Mr. Zegna returned to officially open the largest Zegna shop-within-a-shop in North America at Harry Rosen's renovated Bloor Street store. The lavish 3,000-square-foot shop boasts a black high-gloss lacquered archway, oak panelling and polished chrome shelves displaying the brand's collection of luxury suits, accessories and footwear. Business executives who are not yet cutting back their spending can pick up a $7,000 Elements outerwear jacket completely lined in beaver, handcrafted shoes for $2,495 or be fitted for a $16,000 Vellus Aureum suit.
"Our business has really grown over the past 30 years, but Harry Rosen remains one of the top 10 customers for us globally," says Mr. Zegna. "Harry worked closely with my father, Angelo, and Larry [Rosen] works with me. I hope my children will work with Larry's in the future. We have a long friendship and [mutual] respect."

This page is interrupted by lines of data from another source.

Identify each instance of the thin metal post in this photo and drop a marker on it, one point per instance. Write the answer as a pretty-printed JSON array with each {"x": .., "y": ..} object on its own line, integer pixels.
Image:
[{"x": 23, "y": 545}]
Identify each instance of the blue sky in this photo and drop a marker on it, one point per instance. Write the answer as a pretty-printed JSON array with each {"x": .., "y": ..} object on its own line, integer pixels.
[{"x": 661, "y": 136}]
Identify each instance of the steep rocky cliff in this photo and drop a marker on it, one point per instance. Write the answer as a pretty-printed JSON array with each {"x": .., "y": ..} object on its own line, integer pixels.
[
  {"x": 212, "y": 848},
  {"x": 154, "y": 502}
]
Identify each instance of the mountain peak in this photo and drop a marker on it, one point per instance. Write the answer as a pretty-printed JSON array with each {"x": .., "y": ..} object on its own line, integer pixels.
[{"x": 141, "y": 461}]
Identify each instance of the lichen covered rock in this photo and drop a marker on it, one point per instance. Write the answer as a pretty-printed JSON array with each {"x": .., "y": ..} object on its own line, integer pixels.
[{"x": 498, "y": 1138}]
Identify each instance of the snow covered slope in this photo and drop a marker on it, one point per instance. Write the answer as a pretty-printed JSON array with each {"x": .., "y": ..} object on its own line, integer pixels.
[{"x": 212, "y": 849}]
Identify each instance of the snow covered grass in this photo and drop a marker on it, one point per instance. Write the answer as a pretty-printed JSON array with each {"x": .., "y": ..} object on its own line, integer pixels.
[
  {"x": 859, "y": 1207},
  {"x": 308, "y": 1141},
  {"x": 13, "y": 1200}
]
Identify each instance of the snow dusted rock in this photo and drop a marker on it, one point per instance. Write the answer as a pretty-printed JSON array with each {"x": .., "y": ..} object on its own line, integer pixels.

It almost didn't work out that way. When Harry placed his first order with the Italian menswear company in 1966, the firm didn't deliver the suits. He waited another 10 years before placing a second order. This time, Zegna delivered and the partnership blossomed
Although loyal to Canada, the company is expanding its presence around the world. Mr. Zegna says Asia and developing markets such as Brazil, Russia and India are fuelling big growth. "Five years ago, Asia accounted for 20% of our business, today it is 30%."
But production is kept in Italy. "You know, it's one thing to make sure the quality stays high when operating in one country. To do that in over 80 countries is a hell of a job. That's why we produce almost everything in Italy. We'll never move downmarket in quality." Ermenegildo Zegna weaves its own fabric as well as designing and crafting its clothing.